Image credit: © Piotr Swat | Dreamstime.com

Cerulli Associates recently took a look at managed accounts in the defined contribution (DC) space, and (little surprise) found value for participants through their use.

Managed accounts, though comprising only a small portion of total DC assets (roughly 3% to 4% as of year-end 2019), continue to gain traction within the DC market.

In a managed account program, an advisor, assuming fiduciary responsibility under ERISA, constructs or recommends a customized portfolio for an individual DC participant tailored to the participant’s age, financial circumstances (e.g., account balance, income, deferral rate), and other information unique to the individual. The customized, professional advice and investment management offered through a managed account can be instrumental to improving retirement readiness, Cerulli noted.

From delivering advice in a more streamlined fashion to broadening their offerings to include financial planning services outside of traditional DC portfolio management, providers are striving to deliver more comprehensive, holistic advice—and do so more efficiently, the Boston-based research and consulting firm added. One key area of innovation in the DC managed accounts space involves the collection of participant data.

“Rather than having participants manually gather and transmit a variety of personal data points to their managed account provider, several platforms now automatically extract participant-level data from the recordkeeper, effectively streamlining the data aggregation process,” Shawn O’Brien, senior analyst, said in a statement.
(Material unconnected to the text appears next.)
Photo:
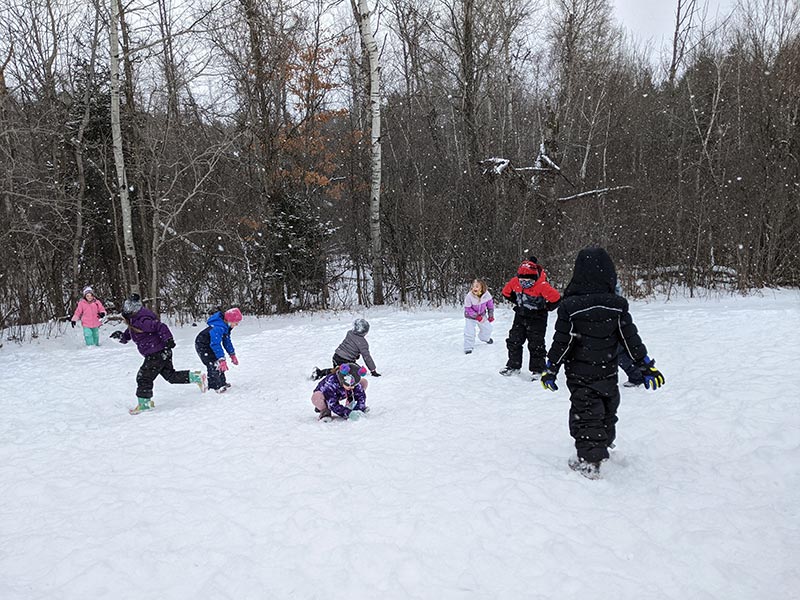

Personalized investment management remains the core (and more lucrative) offering for managed account providers. Yet guiding participants through non-investment-related financial complications related to budgeting, debt management, short-term saving objectives, and other more immediate financial considerations allows managed account providers to aid and engage a broader swath of the participant population and put participants in a better position to focus on their long-term saving and investment objectives.

“Some plans may offer similar services through their recordkeeper or plan advisor, so providers should work with their plan sponsor clients to evaluate whether it makes sense to leverage the financial planning and wellness services offered through their managed account provider and, if so, how to craft targeted communications toward participants who might benefit from these services,” O’Brien concluded.

Retirement readiness boost

Ultimately, participants nearing retirement face an array of complex, interrelated financial decisions as they begin to transition from asset accumulation to decumulation.

By incorporating a participant’s expected sources of income in retirement, spending requirements, risk tolerance, and other personal information, an advisor in a managed account program can help participants craft a personalized investment and drawdown strategy.

Cerulli expects managed accounts to play a central role within retirement tiers and other decumulation-focused plan design initiatives in the years to come.